The gap-analysis SQL filters by framework, not by review status. That means a customer's coverage % is computed using both approved mappings and pending AI-generated mappings. We chose this trade-off so coverage stays useful while review completes; the alternative (approved-only) would under-state coverage for newer frameworks. A future release will surface the approved / pending split per safeguard in the customer UI so the trade-off is visible at the row level.
AI Transparency
A clean line: AI helps us produce the catalog content. Every number a customer sees is deterministic and reproducible.

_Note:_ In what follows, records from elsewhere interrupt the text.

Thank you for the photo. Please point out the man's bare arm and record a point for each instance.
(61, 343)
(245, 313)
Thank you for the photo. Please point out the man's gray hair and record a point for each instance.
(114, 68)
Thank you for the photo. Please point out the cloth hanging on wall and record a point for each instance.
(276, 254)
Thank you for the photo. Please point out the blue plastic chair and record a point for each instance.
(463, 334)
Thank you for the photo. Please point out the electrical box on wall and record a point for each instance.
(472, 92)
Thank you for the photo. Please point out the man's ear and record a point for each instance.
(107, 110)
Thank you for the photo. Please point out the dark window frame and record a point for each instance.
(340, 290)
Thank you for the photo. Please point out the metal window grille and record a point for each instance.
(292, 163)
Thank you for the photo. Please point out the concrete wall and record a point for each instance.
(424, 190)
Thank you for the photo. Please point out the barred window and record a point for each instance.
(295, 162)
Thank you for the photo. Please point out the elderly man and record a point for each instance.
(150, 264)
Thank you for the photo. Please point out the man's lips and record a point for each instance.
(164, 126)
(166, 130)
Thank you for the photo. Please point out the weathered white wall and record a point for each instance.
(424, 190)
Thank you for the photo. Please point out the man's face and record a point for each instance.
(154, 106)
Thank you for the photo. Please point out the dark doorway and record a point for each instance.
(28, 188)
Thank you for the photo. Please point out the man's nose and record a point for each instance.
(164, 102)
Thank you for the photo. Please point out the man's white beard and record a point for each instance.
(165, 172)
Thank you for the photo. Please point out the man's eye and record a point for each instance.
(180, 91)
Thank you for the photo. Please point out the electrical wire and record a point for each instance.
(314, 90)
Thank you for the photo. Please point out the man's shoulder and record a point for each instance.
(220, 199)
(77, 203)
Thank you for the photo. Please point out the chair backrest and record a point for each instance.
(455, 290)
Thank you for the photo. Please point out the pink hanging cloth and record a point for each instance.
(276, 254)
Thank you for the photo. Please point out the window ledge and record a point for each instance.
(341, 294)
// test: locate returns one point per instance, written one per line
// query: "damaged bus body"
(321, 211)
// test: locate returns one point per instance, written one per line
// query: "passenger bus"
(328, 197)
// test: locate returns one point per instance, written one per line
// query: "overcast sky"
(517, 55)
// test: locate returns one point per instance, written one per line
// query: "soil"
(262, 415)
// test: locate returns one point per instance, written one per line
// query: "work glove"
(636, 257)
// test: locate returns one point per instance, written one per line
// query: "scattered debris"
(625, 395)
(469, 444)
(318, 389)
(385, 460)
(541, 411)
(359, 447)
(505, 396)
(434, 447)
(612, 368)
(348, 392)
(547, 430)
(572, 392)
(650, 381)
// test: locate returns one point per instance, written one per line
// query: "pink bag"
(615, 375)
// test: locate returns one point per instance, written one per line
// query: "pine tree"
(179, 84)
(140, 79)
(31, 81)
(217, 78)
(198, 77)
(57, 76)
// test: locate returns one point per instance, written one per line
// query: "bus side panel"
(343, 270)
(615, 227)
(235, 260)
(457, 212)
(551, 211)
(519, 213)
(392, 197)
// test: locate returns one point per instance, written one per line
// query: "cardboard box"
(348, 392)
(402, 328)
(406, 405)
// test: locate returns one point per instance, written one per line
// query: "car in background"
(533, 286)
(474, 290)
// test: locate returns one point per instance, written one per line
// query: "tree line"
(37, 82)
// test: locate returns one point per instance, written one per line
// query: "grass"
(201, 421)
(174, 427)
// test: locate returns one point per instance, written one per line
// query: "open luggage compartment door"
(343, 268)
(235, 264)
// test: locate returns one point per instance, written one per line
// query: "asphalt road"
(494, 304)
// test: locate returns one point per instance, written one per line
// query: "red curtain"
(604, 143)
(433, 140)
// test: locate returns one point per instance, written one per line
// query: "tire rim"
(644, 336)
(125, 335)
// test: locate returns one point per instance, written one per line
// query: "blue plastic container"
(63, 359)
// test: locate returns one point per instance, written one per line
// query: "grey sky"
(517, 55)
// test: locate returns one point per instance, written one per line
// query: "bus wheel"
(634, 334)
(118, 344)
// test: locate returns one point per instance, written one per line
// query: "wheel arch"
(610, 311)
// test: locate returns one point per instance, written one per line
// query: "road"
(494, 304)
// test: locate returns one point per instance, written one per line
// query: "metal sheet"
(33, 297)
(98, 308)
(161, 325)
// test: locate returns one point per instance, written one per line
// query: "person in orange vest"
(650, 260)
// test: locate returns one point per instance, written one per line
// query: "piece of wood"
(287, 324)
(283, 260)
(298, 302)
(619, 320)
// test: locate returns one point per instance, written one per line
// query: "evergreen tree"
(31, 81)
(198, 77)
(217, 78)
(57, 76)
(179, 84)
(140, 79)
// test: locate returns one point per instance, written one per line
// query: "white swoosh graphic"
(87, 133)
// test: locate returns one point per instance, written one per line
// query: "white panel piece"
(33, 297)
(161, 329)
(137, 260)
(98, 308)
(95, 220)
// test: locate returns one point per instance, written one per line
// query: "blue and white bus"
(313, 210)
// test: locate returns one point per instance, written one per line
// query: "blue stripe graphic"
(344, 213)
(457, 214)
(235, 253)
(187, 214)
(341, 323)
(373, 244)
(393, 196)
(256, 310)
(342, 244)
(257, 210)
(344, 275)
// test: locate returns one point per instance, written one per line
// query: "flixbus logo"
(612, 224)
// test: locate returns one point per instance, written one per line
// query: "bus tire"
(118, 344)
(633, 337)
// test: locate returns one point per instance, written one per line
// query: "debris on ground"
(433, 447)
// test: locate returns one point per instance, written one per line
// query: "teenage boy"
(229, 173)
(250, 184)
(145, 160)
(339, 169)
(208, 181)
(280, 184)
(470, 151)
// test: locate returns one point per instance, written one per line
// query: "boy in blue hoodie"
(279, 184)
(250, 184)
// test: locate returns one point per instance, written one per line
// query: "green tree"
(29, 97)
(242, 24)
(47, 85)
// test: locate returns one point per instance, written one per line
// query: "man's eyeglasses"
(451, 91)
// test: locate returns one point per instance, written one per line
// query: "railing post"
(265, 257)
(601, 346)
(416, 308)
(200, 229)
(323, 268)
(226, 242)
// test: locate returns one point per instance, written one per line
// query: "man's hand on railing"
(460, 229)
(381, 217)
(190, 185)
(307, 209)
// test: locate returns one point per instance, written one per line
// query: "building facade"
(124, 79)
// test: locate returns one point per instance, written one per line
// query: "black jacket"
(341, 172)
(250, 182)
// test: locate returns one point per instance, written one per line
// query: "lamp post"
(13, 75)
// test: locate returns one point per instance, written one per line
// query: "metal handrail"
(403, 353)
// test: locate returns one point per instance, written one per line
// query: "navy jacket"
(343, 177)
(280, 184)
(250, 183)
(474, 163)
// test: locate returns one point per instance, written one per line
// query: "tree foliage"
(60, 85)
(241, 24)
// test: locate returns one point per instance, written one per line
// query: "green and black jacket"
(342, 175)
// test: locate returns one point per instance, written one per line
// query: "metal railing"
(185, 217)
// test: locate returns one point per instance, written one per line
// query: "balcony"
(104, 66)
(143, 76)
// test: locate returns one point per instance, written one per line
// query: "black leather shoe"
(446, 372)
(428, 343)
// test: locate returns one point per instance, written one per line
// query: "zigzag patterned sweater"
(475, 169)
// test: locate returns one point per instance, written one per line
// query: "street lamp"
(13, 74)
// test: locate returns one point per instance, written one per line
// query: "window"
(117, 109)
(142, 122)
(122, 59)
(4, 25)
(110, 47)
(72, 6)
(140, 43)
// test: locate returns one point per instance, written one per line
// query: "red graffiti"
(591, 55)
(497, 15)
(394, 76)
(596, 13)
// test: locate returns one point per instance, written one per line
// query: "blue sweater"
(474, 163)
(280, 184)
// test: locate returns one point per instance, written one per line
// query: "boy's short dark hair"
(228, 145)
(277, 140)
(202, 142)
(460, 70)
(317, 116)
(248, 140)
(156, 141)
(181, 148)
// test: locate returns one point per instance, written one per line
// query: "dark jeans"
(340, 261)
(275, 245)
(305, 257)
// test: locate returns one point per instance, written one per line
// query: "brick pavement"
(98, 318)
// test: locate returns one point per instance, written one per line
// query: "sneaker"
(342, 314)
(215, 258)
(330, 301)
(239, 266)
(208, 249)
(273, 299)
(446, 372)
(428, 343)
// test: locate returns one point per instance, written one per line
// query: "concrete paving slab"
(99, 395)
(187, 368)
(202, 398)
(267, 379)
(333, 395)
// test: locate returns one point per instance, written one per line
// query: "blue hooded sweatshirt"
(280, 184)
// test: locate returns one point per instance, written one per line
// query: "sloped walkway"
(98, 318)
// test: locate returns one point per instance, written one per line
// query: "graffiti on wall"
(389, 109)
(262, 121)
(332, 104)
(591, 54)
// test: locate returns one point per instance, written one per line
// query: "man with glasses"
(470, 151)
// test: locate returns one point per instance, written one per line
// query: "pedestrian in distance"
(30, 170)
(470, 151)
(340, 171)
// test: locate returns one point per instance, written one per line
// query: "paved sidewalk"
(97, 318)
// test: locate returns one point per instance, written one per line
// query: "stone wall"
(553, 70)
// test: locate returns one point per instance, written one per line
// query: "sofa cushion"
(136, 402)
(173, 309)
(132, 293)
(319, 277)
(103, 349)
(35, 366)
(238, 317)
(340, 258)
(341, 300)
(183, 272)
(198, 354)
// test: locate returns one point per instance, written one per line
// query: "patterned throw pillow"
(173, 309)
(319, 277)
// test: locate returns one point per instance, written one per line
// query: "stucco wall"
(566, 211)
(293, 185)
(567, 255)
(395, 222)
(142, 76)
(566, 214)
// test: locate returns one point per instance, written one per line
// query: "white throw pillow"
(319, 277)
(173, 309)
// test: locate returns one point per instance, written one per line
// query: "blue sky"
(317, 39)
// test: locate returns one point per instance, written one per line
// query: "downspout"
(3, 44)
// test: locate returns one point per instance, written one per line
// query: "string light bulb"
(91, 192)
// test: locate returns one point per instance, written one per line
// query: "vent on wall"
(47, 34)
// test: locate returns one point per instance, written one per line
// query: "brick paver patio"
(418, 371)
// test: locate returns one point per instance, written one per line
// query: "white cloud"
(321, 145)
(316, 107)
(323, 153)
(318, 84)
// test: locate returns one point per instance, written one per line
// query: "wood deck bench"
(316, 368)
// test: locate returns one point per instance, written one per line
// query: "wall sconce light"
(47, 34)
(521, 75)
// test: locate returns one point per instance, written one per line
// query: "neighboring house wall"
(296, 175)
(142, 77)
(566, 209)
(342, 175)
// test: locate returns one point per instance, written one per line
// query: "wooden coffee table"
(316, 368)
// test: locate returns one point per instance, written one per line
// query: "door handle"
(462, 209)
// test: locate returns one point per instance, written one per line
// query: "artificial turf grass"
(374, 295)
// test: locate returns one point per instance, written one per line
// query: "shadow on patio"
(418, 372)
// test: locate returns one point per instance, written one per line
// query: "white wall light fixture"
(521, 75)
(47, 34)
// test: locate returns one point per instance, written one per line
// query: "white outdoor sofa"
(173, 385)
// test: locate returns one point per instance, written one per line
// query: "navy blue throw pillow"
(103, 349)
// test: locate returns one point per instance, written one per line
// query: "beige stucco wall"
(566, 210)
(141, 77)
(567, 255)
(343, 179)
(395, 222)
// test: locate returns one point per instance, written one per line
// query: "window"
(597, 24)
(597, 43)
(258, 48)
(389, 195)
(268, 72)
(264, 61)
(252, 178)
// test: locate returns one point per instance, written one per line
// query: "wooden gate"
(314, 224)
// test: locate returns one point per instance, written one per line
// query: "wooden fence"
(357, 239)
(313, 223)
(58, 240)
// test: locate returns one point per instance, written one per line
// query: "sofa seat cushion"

Buyers in compliance-sensitive verticals (CMMC, healthcare, federal) sometimes need to attest that AI isn't making scoring decisions on their behalf. This page is intended to support that attestation. If you need a more detailed disclosure for an audit, contact us.
Validate For Your Environment
Even the strongest direct mapping says only that a tool has the capability to address a safeguard. Whether it actually does in your environment depends on configuration, deployment scope, monitoring, and operational maturity — things the catalog can't see. The footer on every page of FrameworkMapper says this; the coverage caveat on every gap-analysis API response says this; we say it here too because it's the single most important framing for using the platform responsibly.